Exports are a big factor, as are the recovery of the agricultural sector and government spending, said Ulrich Zachau, director of regional partnerships at the World Bank.
The bank predicts the world economy would expand 2.7 per cent this year and 2.9 per for each of the next couple of years, he added.
Kiatipong Ariyapruchya, the World Bank’s senior economist for Thailand, raised concerns over long-term economic development.
“Should the Thai economy grow 3.5 per cent annually, it would take 23 years to achieve high-income status, “he said.
His prediction diverges from the government‘s 20-year strategy, which aims to reach the rich status within 20 years.
Kiatipong pointed to sluggish private investment, which has dropped to 18 per cent of GDP from a peak of 40 per cent before the 1997 financial crisis.

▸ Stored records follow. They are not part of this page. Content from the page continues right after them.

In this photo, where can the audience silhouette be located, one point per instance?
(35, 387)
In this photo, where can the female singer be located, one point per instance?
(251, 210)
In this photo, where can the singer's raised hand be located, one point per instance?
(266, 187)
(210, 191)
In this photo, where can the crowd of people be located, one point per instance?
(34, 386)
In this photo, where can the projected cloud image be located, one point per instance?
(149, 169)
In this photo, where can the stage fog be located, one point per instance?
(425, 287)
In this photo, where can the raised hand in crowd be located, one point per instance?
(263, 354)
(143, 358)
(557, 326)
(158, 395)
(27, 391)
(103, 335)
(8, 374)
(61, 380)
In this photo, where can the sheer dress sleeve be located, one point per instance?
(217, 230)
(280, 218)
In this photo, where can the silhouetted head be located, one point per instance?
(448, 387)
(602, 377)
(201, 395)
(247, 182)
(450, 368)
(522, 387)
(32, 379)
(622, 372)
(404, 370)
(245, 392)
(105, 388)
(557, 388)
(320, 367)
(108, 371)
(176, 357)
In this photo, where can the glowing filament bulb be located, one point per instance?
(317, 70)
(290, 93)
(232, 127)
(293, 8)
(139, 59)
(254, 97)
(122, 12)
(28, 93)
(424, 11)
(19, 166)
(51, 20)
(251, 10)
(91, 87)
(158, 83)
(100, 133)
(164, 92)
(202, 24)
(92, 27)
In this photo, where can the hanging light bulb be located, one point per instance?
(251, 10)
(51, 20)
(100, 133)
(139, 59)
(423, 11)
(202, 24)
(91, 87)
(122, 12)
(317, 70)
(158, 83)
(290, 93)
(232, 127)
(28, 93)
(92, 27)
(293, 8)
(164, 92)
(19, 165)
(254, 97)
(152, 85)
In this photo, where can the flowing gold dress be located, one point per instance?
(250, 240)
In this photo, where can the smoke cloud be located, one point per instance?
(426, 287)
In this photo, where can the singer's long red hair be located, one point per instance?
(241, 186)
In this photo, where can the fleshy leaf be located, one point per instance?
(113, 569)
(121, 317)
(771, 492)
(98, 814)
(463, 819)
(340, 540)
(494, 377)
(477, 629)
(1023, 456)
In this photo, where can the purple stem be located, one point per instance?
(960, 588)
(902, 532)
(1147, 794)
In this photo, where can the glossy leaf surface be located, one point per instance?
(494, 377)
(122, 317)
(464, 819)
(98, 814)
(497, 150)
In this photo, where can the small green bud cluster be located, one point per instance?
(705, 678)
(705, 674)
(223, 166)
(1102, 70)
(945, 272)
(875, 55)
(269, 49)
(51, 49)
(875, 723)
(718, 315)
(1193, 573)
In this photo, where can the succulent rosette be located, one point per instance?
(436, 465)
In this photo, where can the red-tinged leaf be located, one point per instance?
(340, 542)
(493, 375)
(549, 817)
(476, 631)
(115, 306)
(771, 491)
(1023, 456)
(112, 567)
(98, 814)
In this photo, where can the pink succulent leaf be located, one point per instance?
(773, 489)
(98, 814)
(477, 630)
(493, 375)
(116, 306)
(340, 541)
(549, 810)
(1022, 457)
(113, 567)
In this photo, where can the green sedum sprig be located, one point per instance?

Private investment in other Asian countries runs at 20-30 per cent of GDP.
There is room for increasing investment if Thailand liberalises the service sector, allowing foreign investors to take more than 49 per cent of equity in service firms, he said.
Thailand could graduate from the middle-income country to become a high-income country in less than 20 years if the country could invest more in services, improve the quality of education and speed up the development of the digital economy, he added.
According to the World Bank, the global digital economy is now worth $11.5 trillion, equivalent to 15.5 per cent of global GDP.
Randeep Sudan, the World Bank’s adviser for digital strategy and government analytics, said Thailand could leapfrog into the digital economy.
Thailand should focus on cyber risk insurance, which would help businesses and individuals protect their data.
Data have been exponentially growth and it becomes valuable asset in digital economy.
The recent wanna cry malware attack has sparked interest in buying insurance protection among businesses, he said.
Thailand should encourage taking stock of data, assign value to data and secure data assets.
Thailand could potentially become a test bed and learning platform for global insurance companies in cyber-risk insurance, he said.
Few countries have started to implement cyber-risk insurance, he said.
The country needs to boost Internet speeds, while embracing the “digital twins”.
A digital twin is a software model of a physical thing or system that relies on sensor data to understand the state of the mind or system, respond to change, improve operations and add value.
Digital Economy and Society Minister Pichet Durongkaveroj gave his assurances that by the end of next year, 75,000 villages across the country would be able to access broadband Internet as the government is now installing fibre optic nationwide.
Currently 12,000 villages have access to broadband Internet and by the end of this year the total villages would be 24,000.